I didn’t really expect that I could make a breakthrough, given that real mathematicians have given serious thought to this problem and gotten nowhere, but I thought this would be fun to play with. One potentially useful starting point is to consider how much of the plane one single color could cover. A disk of unit diameter is the biggest blob we can make without two points a unit distance apart. (We’ll allow some fudging about the points on the perimeter of the disk.) We can then pack these disks into a triangular array such that the distance between nearby disks in the array is also one unit. (It’s not clear to me whether we couldn’t get a slightly higher proportion of the plane in one color by flattening the parts of the circles that are closest to other circles. But in any case, the packing with circles should be close to the best we can do.)

It was easy enough to make an array of disks in this fashion using Inkscape. I then copied the array five times, gave each of the six copies its own color, and made them all translucent, so that the overlapping areas could be readily distinguished. The point of this exercise is this: if I could find a way to arrange the six arrays of circles so that they completely covered a region of the plane, I would be able to demonstrate the existence of a coloring that uses only six colors. In other words, I would have decreased the upper bound of the chromatic number of the plane by one, which would have been a significant mathematical result. Note that the circles could and would overlap; any areas of overlap would consist of points that could belong to either color in a valid coloring.

As you can see, I failed. The illustration above was about the best I could do. The white gaps represent areas that could not be colored with any of the six colors. Failing here really proves nothing. Even if I could prove that no coloring using disk arrays like these could work, it wouldn’t prove that there wasn’t some other way to partition the plane that would work better.

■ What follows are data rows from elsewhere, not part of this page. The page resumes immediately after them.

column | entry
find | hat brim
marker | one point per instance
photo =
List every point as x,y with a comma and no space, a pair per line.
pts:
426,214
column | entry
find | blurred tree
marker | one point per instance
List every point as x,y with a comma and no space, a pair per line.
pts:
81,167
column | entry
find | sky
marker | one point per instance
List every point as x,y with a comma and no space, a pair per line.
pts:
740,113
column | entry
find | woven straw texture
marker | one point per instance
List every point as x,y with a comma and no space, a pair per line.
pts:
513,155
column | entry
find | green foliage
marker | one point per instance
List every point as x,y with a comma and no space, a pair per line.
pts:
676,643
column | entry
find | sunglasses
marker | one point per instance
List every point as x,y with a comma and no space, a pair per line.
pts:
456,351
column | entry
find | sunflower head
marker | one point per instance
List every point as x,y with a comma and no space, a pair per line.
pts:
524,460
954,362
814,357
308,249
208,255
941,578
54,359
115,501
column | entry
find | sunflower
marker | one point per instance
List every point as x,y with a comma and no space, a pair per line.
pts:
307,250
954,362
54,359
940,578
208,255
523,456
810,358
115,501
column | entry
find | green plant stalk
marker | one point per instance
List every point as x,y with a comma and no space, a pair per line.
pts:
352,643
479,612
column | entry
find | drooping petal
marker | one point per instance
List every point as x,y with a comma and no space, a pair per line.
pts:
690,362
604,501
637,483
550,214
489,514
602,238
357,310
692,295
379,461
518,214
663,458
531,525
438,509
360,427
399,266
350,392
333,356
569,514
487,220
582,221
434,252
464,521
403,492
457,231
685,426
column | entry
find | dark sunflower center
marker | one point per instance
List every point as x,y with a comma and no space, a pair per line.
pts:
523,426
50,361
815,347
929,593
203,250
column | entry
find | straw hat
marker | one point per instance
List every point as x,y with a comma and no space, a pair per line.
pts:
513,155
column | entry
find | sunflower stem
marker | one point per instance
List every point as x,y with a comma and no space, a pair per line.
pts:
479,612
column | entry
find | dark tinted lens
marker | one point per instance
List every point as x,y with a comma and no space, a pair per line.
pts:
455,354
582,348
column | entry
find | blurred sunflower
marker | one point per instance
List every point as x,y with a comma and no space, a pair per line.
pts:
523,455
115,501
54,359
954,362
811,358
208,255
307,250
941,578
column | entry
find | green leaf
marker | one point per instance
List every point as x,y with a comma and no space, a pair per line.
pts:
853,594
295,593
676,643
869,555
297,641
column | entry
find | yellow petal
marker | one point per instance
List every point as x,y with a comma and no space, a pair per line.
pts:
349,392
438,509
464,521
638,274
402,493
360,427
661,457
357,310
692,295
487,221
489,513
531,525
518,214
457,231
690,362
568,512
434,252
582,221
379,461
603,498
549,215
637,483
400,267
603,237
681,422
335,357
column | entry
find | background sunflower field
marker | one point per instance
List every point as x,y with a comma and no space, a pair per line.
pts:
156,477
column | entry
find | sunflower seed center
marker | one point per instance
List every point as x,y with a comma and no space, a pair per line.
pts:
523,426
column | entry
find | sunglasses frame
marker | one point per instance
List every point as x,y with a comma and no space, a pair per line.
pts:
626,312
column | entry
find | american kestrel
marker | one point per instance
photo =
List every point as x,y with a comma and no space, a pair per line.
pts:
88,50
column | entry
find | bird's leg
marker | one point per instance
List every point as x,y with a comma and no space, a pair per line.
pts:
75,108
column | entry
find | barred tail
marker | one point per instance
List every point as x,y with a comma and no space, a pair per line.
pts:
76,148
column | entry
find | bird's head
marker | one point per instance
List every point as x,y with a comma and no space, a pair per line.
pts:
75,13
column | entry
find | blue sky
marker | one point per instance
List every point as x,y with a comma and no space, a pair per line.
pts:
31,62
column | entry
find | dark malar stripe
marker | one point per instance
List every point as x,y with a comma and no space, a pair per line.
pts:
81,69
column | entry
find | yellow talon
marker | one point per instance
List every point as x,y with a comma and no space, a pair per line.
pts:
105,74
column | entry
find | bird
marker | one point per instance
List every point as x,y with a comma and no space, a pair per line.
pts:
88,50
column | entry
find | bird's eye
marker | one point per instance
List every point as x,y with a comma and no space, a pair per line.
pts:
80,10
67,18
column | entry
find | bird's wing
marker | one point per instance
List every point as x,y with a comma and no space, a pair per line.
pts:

In fact, Ed Pegg found a configuration where the amount of space needed by the seventh color is very tiny indeed, which gives some hope that 6 colors is possible.

If I could prove that this array of circles really represented the greatest possible proportion of the plane that could be taken up by a single color, (which I can’t) I would in fact be able to improve the *lower* bound of the CNP. If I didn’t make a mistake, the proportion of the plane taken up by the array of circles works out to *π*/(8·sqrt(3)), or about .227. Since this is less than ¼, that would mean that the total area that could be taken by 4 colors could not cover the whole plane. Part of the problem here is that even if one could show that the array of circles had the highest proportion of the plane of any “nice” arrangement, it might turn out that an actual coloring of the plane with the fewest colors would end up taking the form of interpenetrating fractal foams, where no individual piece has a measurable area.